Extra licences a ‘good start’
A Port de Grave resident who continues to recover from a moose-vehicle accident nearly three months ago is pleased with news that the provincial government will increase the number of licences available to hunters this fall.
Jean Pike is also happy that the hunting season will be extended for a week, which is in addition to the threeweek extension that was implemented for the 2009 hunt.
“I think it’s a postive step,” Pike told The Compass following an announcement on April 7 by Environment and Conservation Minister Ross Wiseman that 5,020 additional licences will be allocated for the 2011-12 hunting season.
But Pike still believes strongly that the government needs to consider undertaking a pilot project to fence some areas of the Trans-Canada Highway where moose-vehicle accidents have been a problem. “More can be done,” she said.

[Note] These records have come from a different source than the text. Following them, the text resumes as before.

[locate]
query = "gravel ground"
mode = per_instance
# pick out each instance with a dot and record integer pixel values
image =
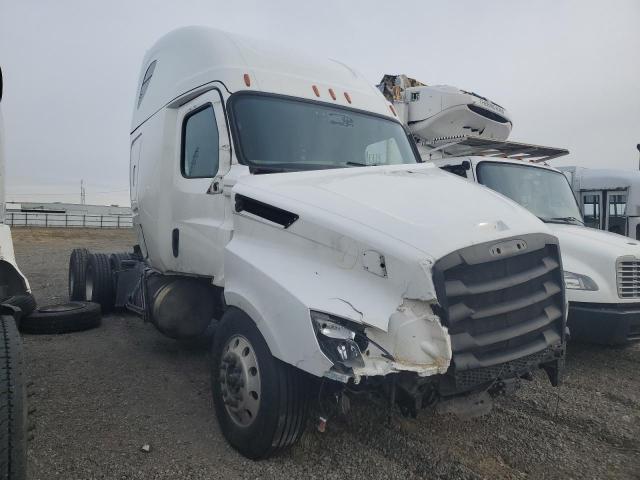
(100, 395)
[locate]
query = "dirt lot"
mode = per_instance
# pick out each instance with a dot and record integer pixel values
(102, 394)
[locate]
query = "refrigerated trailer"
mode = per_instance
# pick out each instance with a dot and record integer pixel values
(279, 202)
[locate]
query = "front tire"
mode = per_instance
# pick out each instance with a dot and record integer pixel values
(261, 403)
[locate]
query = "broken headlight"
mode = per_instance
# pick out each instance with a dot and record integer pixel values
(339, 339)
(575, 281)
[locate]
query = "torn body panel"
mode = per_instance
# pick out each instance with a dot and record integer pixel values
(416, 340)
(279, 275)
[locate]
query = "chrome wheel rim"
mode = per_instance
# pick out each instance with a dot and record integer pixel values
(240, 380)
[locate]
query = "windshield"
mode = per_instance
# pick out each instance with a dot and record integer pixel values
(282, 134)
(543, 192)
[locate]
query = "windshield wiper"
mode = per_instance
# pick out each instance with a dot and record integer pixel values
(358, 164)
(561, 220)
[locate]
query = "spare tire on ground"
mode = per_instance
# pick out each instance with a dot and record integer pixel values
(64, 318)
(13, 403)
(25, 302)
(77, 270)
(99, 281)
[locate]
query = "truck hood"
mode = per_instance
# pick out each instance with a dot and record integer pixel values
(592, 242)
(592, 252)
(417, 207)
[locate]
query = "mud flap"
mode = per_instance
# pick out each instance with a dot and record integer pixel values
(469, 406)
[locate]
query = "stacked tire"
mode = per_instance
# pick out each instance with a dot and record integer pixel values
(99, 281)
(82, 312)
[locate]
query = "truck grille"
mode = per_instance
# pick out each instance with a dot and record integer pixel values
(628, 275)
(503, 302)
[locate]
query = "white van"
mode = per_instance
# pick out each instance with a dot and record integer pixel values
(281, 196)
(601, 269)
(609, 198)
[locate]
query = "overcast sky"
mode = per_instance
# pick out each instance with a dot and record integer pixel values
(567, 71)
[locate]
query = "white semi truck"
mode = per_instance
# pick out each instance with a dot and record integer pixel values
(601, 269)
(282, 197)
(14, 287)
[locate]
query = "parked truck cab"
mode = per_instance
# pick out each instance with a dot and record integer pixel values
(281, 197)
(609, 198)
(12, 282)
(601, 269)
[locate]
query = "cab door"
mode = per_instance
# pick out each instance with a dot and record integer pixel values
(616, 220)
(591, 202)
(203, 158)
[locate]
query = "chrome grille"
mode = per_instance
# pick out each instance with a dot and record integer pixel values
(499, 309)
(628, 275)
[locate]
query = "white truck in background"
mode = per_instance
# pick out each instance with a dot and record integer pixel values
(14, 287)
(601, 269)
(609, 198)
(282, 197)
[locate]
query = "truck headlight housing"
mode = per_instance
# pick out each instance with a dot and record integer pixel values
(339, 339)
(575, 281)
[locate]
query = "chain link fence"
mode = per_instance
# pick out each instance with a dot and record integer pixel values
(65, 220)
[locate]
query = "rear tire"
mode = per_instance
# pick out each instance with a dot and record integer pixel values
(65, 318)
(25, 302)
(99, 281)
(77, 273)
(280, 390)
(13, 403)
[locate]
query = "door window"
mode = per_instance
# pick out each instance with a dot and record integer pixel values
(618, 213)
(200, 149)
(591, 210)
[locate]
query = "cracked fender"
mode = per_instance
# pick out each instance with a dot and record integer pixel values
(277, 276)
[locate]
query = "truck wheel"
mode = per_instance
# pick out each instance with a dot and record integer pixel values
(25, 302)
(99, 281)
(77, 270)
(261, 403)
(13, 403)
(65, 318)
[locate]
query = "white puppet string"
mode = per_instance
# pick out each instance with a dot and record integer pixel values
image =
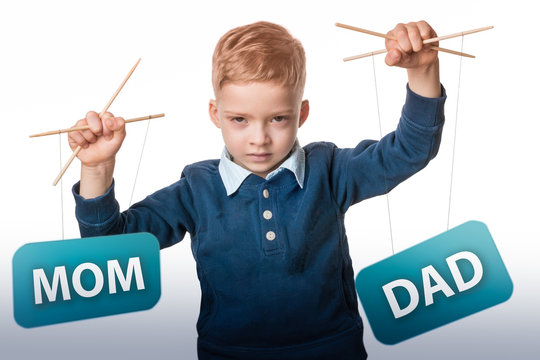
(453, 147)
(139, 164)
(384, 169)
(455, 136)
(61, 185)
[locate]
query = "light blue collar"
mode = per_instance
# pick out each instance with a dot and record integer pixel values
(233, 174)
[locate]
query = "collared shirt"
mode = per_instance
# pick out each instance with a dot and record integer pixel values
(233, 175)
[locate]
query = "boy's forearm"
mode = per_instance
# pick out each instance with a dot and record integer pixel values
(96, 180)
(425, 81)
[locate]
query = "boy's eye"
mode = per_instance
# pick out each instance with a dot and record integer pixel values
(279, 118)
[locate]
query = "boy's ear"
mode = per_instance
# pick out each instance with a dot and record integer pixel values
(212, 110)
(304, 112)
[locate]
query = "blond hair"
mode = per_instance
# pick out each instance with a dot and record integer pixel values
(261, 51)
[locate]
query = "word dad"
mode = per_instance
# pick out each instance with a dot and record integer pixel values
(440, 280)
(67, 280)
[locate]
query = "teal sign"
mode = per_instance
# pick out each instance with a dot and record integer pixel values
(67, 280)
(440, 280)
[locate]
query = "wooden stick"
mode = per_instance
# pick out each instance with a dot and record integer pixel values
(78, 149)
(85, 127)
(384, 50)
(453, 52)
(427, 41)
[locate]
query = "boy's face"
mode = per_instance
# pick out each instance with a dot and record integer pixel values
(259, 122)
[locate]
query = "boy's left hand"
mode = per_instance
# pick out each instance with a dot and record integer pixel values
(408, 51)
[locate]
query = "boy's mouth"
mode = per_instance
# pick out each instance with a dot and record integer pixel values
(259, 156)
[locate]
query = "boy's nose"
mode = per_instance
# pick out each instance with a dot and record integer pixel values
(259, 135)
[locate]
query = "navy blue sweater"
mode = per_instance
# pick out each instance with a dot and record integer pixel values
(292, 296)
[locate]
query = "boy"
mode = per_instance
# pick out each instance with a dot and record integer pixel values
(267, 220)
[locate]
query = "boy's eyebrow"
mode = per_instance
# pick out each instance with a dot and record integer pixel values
(274, 113)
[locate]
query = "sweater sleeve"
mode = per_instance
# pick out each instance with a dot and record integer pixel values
(375, 167)
(165, 214)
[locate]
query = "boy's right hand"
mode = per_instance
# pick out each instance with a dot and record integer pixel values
(101, 142)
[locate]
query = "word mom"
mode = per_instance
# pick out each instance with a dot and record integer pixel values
(429, 276)
(69, 280)
(60, 277)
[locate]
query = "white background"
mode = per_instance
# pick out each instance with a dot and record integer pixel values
(62, 58)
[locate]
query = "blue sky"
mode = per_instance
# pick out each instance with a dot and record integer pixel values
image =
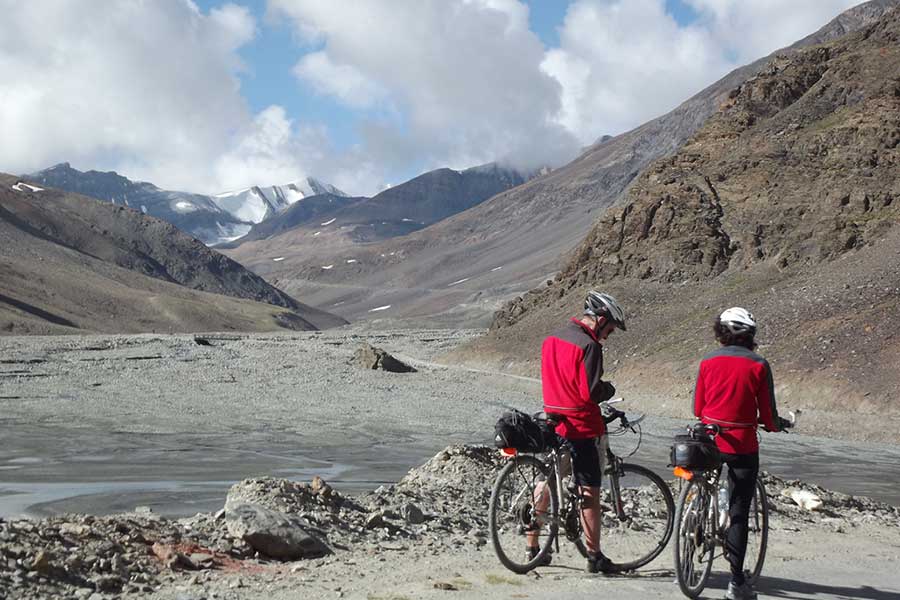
(224, 94)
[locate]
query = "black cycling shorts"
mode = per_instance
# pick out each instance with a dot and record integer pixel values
(589, 458)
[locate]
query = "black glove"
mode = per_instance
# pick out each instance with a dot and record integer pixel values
(612, 416)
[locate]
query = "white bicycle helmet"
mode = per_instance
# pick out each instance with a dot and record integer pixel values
(738, 321)
(603, 305)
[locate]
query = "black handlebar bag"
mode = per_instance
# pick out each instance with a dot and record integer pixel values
(518, 430)
(696, 453)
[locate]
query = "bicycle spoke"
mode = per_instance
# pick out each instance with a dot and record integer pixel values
(522, 510)
(648, 511)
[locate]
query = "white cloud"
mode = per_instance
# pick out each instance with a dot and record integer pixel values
(754, 29)
(148, 84)
(623, 62)
(461, 82)
(345, 82)
(152, 89)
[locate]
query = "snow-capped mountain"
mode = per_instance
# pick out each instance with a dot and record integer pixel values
(257, 203)
(211, 219)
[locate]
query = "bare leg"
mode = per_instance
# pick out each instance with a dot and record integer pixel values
(590, 517)
(541, 502)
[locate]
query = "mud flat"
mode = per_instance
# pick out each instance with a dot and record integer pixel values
(423, 537)
(101, 424)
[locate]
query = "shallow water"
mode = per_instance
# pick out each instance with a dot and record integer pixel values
(45, 471)
(42, 473)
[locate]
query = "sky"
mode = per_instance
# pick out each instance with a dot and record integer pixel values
(209, 96)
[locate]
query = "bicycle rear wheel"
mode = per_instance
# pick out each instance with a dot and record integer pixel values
(649, 513)
(757, 532)
(515, 510)
(694, 539)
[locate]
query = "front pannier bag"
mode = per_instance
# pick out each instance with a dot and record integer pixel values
(697, 453)
(518, 430)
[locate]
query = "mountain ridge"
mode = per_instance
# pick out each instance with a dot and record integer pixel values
(784, 202)
(97, 236)
(462, 268)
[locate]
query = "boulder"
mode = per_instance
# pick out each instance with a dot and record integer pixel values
(370, 357)
(271, 533)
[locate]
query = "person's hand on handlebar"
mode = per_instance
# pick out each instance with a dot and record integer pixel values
(783, 424)
(613, 415)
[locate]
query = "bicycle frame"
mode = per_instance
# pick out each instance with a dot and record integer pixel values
(571, 500)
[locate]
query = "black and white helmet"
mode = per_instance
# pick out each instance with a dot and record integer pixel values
(738, 321)
(603, 305)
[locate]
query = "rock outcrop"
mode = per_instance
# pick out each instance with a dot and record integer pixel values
(436, 507)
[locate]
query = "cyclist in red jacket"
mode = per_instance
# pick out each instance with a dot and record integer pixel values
(571, 371)
(735, 391)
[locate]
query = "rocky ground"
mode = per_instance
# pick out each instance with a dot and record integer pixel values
(424, 536)
(84, 419)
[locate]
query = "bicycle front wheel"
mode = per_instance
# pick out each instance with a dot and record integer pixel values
(638, 534)
(694, 539)
(757, 533)
(523, 509)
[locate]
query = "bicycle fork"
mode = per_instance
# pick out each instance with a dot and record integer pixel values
(613, 471)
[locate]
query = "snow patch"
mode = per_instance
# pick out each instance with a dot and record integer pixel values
(184, 206)
(228, 233)
(31, 188)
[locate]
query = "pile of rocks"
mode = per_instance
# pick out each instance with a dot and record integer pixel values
(836, 508)
(437, 506)
(80, 556)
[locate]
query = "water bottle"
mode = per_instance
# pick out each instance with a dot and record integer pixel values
(723, 504)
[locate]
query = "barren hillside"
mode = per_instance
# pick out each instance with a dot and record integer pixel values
(462, 268)
(785, 202)
(71, 262)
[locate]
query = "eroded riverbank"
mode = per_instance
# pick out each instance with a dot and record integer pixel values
(101, 424)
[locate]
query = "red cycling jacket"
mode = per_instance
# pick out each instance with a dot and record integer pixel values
(571, 367)
(735, 391)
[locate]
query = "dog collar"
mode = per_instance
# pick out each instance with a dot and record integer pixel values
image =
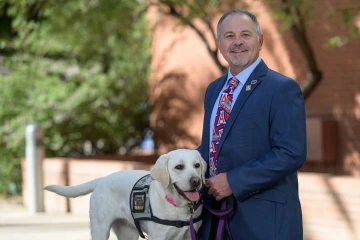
(170, 200)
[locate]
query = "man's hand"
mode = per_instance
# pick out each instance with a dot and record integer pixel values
(218, 186)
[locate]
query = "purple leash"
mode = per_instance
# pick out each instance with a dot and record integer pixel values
(221, 214)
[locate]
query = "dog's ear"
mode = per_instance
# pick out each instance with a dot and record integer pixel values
(203, 167)
(160, 170)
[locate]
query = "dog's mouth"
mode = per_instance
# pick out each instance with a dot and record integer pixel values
(192, 195)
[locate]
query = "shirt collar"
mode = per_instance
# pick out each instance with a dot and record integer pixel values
(244, 74)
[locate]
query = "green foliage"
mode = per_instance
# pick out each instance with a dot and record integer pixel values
(77, 68)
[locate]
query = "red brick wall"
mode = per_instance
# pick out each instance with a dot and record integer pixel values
(182, 70)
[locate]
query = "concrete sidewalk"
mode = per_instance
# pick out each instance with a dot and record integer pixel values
(17, 224)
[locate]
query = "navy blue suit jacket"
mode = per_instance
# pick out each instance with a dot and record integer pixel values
(262, 147)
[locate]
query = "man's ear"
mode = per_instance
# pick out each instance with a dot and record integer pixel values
(261, 40)
(160, 170)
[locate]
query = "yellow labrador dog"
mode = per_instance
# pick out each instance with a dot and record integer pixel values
(174, 186)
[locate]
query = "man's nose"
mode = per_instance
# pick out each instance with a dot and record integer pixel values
(238, 40)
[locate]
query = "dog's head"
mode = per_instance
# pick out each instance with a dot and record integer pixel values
(182, 169)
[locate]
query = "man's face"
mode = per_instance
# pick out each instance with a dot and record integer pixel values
(238, 42)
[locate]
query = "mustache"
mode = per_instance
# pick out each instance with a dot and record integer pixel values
(238, 48)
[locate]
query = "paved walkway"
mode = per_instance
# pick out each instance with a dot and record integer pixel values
(16, 223)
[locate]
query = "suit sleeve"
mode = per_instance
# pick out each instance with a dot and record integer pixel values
(287, 140)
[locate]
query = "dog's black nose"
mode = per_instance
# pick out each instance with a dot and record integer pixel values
(195, 181)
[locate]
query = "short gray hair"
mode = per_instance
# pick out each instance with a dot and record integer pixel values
(240, 12)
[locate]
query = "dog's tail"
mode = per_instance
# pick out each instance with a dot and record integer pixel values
(74, 191)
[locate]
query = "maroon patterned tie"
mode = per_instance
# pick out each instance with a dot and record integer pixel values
(222, 115)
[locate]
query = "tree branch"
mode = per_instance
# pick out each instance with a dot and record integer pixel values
(213, 53)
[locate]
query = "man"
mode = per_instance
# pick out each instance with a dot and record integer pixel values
(254, 139)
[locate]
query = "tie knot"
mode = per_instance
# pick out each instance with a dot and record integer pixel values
(233, 82)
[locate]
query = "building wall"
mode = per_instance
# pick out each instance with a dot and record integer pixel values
(182, 69)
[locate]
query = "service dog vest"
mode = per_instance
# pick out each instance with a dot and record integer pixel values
(141, 208)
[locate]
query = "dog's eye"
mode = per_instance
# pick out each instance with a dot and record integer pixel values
(179, 167)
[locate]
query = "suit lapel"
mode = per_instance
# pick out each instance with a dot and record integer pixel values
(253, 81)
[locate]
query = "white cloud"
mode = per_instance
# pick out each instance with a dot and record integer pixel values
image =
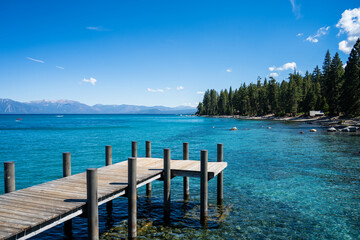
(284, 67)
(35, 60)
(295, 9)
(99, 29)
(155, 90)
(190, 104)
(312, 39)
(349, 24)
(320, 32)
(91, 80)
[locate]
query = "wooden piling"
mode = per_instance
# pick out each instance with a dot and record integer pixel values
(92, 203)
(204, 188)
(132, 197)
(66, 164)
(67, 173)
(148, 154)
(9, 176)
(220, 176)
(186, 179)
(133, 149)
(108, 155)
(167, 186)
(108, 161)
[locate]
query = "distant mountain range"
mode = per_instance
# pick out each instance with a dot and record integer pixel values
(8, 106)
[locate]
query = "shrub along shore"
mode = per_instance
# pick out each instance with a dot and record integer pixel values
(335, 90)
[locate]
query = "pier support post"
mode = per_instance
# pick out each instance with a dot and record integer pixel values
(167, 187)
(67, 173)
(133, 149)
(9, 176)
(132, 197)
(66, 164)
(220, 175)
(148, 155)
(108, 161)
(204, 188)
(186, 179)
(108, 155)
(92, 203)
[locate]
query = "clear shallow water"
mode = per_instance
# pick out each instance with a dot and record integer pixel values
(279, 184)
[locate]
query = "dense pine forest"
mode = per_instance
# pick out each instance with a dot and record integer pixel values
(332, 89)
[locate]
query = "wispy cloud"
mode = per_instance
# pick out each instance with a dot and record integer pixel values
(155, 90)
(189, 104)
(286, 66)
(320, 32)
(91, 80)
(349, 24)
(35, 60)
(99, 29)
(295, 9)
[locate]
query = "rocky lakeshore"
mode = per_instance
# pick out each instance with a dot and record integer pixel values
(338, 123)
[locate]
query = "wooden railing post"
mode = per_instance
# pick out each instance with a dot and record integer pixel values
(132, 197)
(66, 164)
(92, 203)
(220, 176)
(9, 176)
(108, 155)
(67, 173)
(133, 149)
(167, 186)
(108, 162)
(148, 155)
(186, 179)
(204, 188)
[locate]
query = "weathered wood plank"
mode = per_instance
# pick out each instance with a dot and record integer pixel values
(32, 210)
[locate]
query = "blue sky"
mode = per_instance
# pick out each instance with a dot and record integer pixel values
(162, 52)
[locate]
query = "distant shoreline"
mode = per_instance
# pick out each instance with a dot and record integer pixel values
(324, 121)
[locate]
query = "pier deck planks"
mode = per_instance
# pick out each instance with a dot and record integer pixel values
(27, 212)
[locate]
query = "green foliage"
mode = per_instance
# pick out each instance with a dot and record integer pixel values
(332, 90)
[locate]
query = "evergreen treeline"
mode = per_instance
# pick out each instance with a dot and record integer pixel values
(330, 89)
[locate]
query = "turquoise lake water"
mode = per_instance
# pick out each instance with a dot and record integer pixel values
(279, 184)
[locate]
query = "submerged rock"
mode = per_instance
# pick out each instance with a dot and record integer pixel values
(332, 129)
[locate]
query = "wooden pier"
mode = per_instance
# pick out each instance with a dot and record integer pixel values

The 2011-12 Hunting and Trapping Guide and big game applications have been mailed to all qualified resident big game hunters in Newfoundland and Labrador.
Of the 5,020 new licences for moose on the island, just over 4,600 are either sex licences in management areas that border the Trans-Canada Highway and major trunk roads.
But 100 per cent of the extra licences should have been for either sex, added Pike, who recently joined the “Save our people action commitee,” which has been lobbying the government to take action against the growing number of moose-vehicle accidents.
“I’m hoping nobody goes through what I’m still going through,” she added.
Pike does not accept that argument that fencing would not be effective, or is too expensive.
She said other jurisdictions, including New Brunswick, have proven its merit.
Pike is a social workerwho works in long-term care in St. John’s. On Jan. 20, while driving from St. John’s to Port de Grave, her car struck a moose just before theAvondale turnoff.The moose came across the opposite lane of the Trans-Canada Highway and into her path. It was just after 5 p.m.
The roof of her mid-size sedan was peeled back and the windshield caved in.
Pike said she was driving the posted speed limit, and there was no time to react.
“It’s been very overwhelming — a major interruption in my life. But I pretty well walked away. I’m one of the luckier ones,” she told Transcontinental Media for an article that appeared in the March 26 edition of The Telegram.
Pike had been making the commute only since last summer. She spent two nights in hospital, received 14 stitches to a facial gash, suffered a concussion and broke bones in her nose.
She still suffers severe facial pain, is on medication and goes to therapy. She is not back to work yet and still has some confusion and concentration issues. She’s also lost her nerve for driving.
Meanwhile, the provincial government sees the increase in licences as a major step towards making the highways safer for motorists.
“ We have increased the number of licences … in an attempt to counteract the number of moose-vehicle incidents that are occurring,” said Wiseman.
The overall quota for moose on the island will now 33,440. Included in this total are 50 new non-profit moose licences, for a total of 250 licences available to registered non-profit and charitable organizations.
As a result of a new moose management harvest regime established by Parks Canada, involving both the Gros Morne National Park and Terra Nova National Park, an additional 530 licences are available in the province’s resident big game draw program.
Eligible big game hunters may participate in the province’s moose and island’s caribou draw for a licence or pool advancement by submitting an application in the mail or by going o n l i ne and vi s i t i n g www.wildlife.gov.nl.ca.
The deadline for receipt of moose and caribou applications is the close of business on May 6.